Furthermore, all attributes of the default infra set on a config class serve as seed/default values when you instantiate a config instance. So, when instantiating the TutorialMap
class (see tutorial), you will get a version="1"
in your instance if you do not override it:
mapper = TutorialMap(infra={"folder": tmp_path})
assert mapper.infra.version == "1"
# even though the default version in a MapInfra is actually "0":
assert MapInfra(**{"folder": tmp_path}).version == "0"
Be careful, this behavior is limited to infra objects, so as to preset version and computation defaults more easily, other nested config do not behave this way.

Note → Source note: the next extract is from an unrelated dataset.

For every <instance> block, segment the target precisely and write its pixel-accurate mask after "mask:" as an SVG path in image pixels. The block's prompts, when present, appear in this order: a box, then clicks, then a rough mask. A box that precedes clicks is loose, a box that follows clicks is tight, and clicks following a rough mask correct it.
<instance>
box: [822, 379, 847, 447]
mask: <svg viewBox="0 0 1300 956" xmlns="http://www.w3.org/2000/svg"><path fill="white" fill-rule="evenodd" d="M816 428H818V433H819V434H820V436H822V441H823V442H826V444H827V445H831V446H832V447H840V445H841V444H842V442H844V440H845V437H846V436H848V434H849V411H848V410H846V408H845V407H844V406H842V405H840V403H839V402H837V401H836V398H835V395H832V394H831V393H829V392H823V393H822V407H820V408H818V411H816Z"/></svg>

Using pydantic’s discriminator
pydantic
allows for automatic selection between several sub-configurations, such as between a Dog
or a Cat
sub-configuration below:
import typing as tp
class Dog(pydantic.BaseModel):
name: tp.Literal["dog"] = "dog"
dog_param: int = 12
class Cat(pydantic.BaseModel):
name: tp.Literal["cat"] = "cat"
cat_param: str = "mew"
class Household(pydantic.BaseModel):
pet: Dog | Cat = pydantic.Field(..., discriminator="name")
household = Household(pet={"name": "dog"})

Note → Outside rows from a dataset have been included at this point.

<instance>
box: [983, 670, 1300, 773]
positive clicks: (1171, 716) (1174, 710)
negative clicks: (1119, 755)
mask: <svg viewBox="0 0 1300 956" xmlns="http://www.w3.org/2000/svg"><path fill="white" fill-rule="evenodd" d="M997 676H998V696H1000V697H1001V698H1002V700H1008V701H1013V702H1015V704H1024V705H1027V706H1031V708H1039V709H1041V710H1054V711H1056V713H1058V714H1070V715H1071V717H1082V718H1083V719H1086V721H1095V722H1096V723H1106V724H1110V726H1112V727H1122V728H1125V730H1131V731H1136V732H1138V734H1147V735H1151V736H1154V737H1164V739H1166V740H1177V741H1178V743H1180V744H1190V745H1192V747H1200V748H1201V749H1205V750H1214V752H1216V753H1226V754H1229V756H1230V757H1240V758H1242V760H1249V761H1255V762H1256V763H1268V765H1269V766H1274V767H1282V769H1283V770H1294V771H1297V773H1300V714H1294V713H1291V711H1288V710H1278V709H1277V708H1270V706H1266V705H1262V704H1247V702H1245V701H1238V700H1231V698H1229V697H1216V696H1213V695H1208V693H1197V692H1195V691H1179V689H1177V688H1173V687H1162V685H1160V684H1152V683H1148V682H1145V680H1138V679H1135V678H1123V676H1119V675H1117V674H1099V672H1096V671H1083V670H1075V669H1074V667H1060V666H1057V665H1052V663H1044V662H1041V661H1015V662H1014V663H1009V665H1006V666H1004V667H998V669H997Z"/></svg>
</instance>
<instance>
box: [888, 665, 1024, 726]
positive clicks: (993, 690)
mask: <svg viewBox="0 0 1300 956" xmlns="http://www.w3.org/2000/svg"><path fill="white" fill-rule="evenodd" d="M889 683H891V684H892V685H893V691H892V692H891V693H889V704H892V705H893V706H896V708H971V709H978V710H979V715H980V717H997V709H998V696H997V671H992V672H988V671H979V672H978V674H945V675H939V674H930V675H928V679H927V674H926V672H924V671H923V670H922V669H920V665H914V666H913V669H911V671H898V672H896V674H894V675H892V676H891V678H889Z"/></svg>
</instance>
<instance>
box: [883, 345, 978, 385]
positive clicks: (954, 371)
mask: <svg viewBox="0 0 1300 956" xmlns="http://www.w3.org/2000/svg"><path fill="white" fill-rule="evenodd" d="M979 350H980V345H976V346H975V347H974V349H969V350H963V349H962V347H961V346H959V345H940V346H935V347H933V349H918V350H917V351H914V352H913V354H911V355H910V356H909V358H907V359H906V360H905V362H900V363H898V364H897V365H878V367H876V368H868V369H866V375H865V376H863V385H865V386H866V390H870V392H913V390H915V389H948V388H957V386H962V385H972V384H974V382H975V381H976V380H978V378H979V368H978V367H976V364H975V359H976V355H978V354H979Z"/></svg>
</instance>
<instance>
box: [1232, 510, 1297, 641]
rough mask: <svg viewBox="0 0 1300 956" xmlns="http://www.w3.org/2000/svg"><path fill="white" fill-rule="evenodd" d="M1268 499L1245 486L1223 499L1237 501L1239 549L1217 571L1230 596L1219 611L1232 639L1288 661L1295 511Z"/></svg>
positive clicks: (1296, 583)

assert household.pet.dog_param == 12
The syntax requires providing a “discriminator” field which is a constant (a Literal
) for selecting which class to instantiate. While explicitely stating the discriminator through pydantic.Field
(as above) or through an annotation (see in pydantic
documentation) is not strictly necessary with pydantic
, it is necessary when working with infras so that the discriminator be part of the uid.
Workdir/code copy
Running code on a cluster while still working on the code can be dangereous, as the job will use the state of the code at start time and not at submission time.
In order to avoid surprises, both task/map infra support a workdir
for copying the code to a different working directory where the decorated function will be running from:
Check its parameters here, in particular, the copied
parameter can be used to select folders or files or packages installed in editable mode that should be copied to the job’s working directory, like in the TutorialTask
class from the tutorial section:
task = TutorialTask(infra={
"cluster": "local",
"folder": tmp_path,
# will create a copy of exca in a folder and run from there:
"workdir": {"copied": ["exca"]},
})
Note that the change of working directory (and possibly the copy) only happens when the infra is called for submitting the decorated function. Depending on your code, this may not be at the very beginning of your execution.